O argumento central de Mendes foi defender a tese de que o PT, no poder, teria criado um esquema de auto financiamento por meio de desvios em estatais que permitisse ao partido não depender de doações eleitorais. “Doações privadas são elemento de reequilíbrio do processo eleitoral. O partido (PT) já se locupletou ao limite e aí quer proibir a doação para outros partidos, desequiparando por completo o processo eleitoral. E vamos chancelar isso?”, questionou ele durante a leitura de seu voto.
Por mais de uma vez, Mendes disse que seu pedido de vistas foi benéfico para a apreciação da ADIn porque deu a chance para que o esquema de corrupção da Lava Jato fosse revelado. Ele ironizou as críticas de que foi alvo por ter demorado mais de um ano para liberar o pedido de vistas para retomar a votação da ação.
Assista à entrevista do ministro abaixo:
“O Brasil é um país surpreendente.

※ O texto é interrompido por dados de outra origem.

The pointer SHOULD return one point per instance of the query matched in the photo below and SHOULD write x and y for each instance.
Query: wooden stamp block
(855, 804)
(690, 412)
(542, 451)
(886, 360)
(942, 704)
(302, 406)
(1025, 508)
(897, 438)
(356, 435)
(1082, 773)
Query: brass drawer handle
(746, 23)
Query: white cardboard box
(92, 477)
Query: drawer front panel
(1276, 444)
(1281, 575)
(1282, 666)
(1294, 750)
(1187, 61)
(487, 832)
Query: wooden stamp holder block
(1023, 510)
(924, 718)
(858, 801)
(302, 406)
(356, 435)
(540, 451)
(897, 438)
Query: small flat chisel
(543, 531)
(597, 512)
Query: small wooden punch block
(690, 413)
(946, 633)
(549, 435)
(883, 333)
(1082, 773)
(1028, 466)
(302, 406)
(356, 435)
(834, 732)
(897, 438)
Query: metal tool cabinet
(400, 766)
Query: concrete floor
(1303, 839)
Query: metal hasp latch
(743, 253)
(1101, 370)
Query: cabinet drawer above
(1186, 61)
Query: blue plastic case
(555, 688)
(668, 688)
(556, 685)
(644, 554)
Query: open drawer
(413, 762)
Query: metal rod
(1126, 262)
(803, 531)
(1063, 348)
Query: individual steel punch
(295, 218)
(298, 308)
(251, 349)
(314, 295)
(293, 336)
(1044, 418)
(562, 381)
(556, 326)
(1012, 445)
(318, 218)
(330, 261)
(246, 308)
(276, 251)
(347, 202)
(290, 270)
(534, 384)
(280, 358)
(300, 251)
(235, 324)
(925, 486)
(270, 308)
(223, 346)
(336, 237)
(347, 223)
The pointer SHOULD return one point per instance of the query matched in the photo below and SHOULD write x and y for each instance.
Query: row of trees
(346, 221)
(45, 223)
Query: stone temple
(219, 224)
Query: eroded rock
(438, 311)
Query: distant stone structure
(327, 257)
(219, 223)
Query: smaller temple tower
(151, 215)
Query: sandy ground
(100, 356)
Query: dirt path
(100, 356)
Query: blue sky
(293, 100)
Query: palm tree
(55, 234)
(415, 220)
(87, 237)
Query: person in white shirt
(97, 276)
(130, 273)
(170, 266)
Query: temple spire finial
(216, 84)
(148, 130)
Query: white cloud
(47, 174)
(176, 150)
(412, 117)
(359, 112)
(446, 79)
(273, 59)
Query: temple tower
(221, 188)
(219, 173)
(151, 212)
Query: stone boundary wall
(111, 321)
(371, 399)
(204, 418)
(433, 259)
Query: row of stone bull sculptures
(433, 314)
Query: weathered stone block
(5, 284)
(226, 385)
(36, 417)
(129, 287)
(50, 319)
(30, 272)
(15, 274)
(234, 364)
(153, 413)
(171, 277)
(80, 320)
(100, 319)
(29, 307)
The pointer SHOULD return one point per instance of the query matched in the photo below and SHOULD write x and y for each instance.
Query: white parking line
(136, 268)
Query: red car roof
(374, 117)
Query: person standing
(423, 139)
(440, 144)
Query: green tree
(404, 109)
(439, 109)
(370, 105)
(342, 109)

Entre a concepção desta ação e o início do julgamento houve muitas mudanças, inclusive no cenário político. Entre o início do julgamento e a data de hoje, mudanças radicais. Eu me regozijo pelo fato de ter pedido vistas, porque hoje sabemos muito mais do que ontem”, declarou ele.
“Basta ver as revelações que vêm pela mídia dessa Operação Lava Jato, que dá a dimensão da corrupção do aparato estatal brasileiro. Isso tem parte a ver só com o financiamento do sistema político eleitoral. Na verdade, tudo está a indicar um modo de governança em relação a só uma empresa, a Petrobras. As revelações são chocantes quando se diz que 3% deveria ser vertido para o partido político permanentemente de cada contrato da Petrobras. Isso nada tem a ver com campanha eleitoral, tem a ver com o sistema político, em geral, com o modo de administrar.”
“Se pudéssemos dizer, e não tivesse havido o episódio da Lava Jato, que o financiamento agora só poderia ser público, ou só de pessoas físicas, estaríamos decretando a falência de qualquer sistema de oposição. Por quê? Porque o partido da situação não precisa de dinheiro.”
Para Mendes, o esquema de desvio da Lava Jato proporcionaria ao PT uma posição financeira que o tornaria auto suficiente nas disputas eleitorais – daí derivaria a defesa que o PT faz historicamente do financiamento 100% público de campanhas.
Clima tenso
Mendes abandonou a sessão antes do seu término depois que o secretário-geral da OAB, Claudio Pereira de Souza Neto, pediu a palavra. Mendes argumentou que a fala do representante da OAB não faria sentido por não se tratar de uma questão de fato. Ricardo Lewandowski, presidente do STF insistiu para que Souza Neto falasse.